On the current pattern the silver bottom (point 3 – December 2015) came in at exactly the peak of the US Dollar index (December 2015). This means that the first part of the current silver rally has much less resistance from US Dollar strength as compared with the 70s rally. This is likely to continue provided that the December 2015 US Dollar Index top is actually the peak.
The silver bottom of the 70s pattern (point 3 – Jan 1976) came in before the Dow peak (September 1976). This means that the Dow was still rising, which is also an obstacle to a quick rise of the silver price. This would have contributed to silver being so slow to get out of the starting blocks after the January 1976 bottom.
On the current pattern the silver bottom (point 3 – December 2015) came in after the Dow peak (May 2015). This is ideal, given the fact that silver and the Dow move in opposite directions (I have written about this extensively). Again, this means that the current silver rally since December 2015 has much less resistance (from Dow strength) as compared with the 70s. This will continue, with silver rising even faster when the Dow goes into its next leg down (which could be brutal).
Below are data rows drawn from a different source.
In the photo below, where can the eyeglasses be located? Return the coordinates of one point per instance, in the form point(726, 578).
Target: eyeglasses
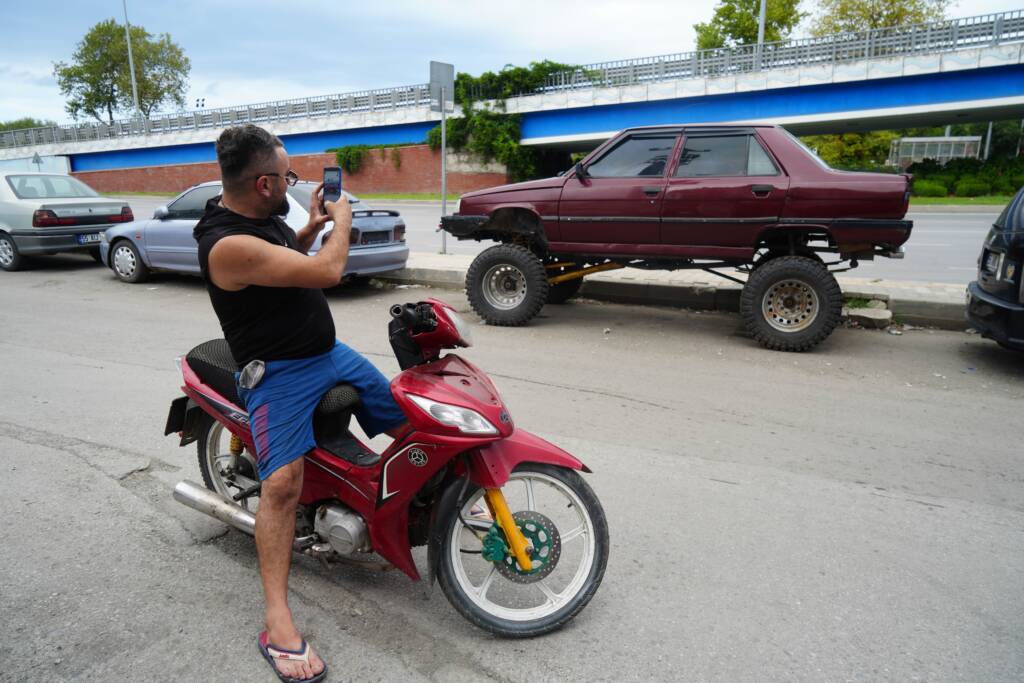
point(291, 177)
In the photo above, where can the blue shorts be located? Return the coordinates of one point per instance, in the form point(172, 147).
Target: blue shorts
point(281, 407)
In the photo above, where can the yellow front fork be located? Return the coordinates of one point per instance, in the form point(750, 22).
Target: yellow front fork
point(500, 511)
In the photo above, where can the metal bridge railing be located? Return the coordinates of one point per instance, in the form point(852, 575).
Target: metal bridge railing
point(906, 40)
point(365, 100)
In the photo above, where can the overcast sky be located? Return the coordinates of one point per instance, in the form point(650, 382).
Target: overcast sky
point(246, 51)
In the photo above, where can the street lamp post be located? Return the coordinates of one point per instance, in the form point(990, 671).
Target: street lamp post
point(761, 33)
point(131, 62)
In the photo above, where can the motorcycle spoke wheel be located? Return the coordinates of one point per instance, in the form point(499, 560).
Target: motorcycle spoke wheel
point(222, 472)
point(565, 525)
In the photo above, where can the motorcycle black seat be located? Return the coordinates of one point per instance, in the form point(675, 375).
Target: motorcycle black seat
point(215, 366)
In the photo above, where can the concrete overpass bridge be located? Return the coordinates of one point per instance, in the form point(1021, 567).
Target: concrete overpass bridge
point(954, 71)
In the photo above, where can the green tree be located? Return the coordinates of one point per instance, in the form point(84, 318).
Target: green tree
point(854, 15)
point(97, 81)
point(27, 122)
point(735, 23)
During the 70s, when the US Dollar index went from point 3 (January 1976) to January 1980 (some time after its bottom), silver actually went from about $3.80 to $50. If the current pattern on the US Dollar Index plays out as expected, and silver has a similar rally to that of the 70s, then silver could go to $184. Given that the expectation is for silver to outperform the 70s rally, it is likely to exceed the $184 level.
One difference that this chart does not necessarily show is the strong likelihood that the coming US Dollar collapse will not be like the previous ones, since this will bring the collapse of the monetary system (again, I have written about this extensively). This will guarantee a sudden and quick rise of silver (in any measurement), to the extent that the US Dollar price of silver will not matter.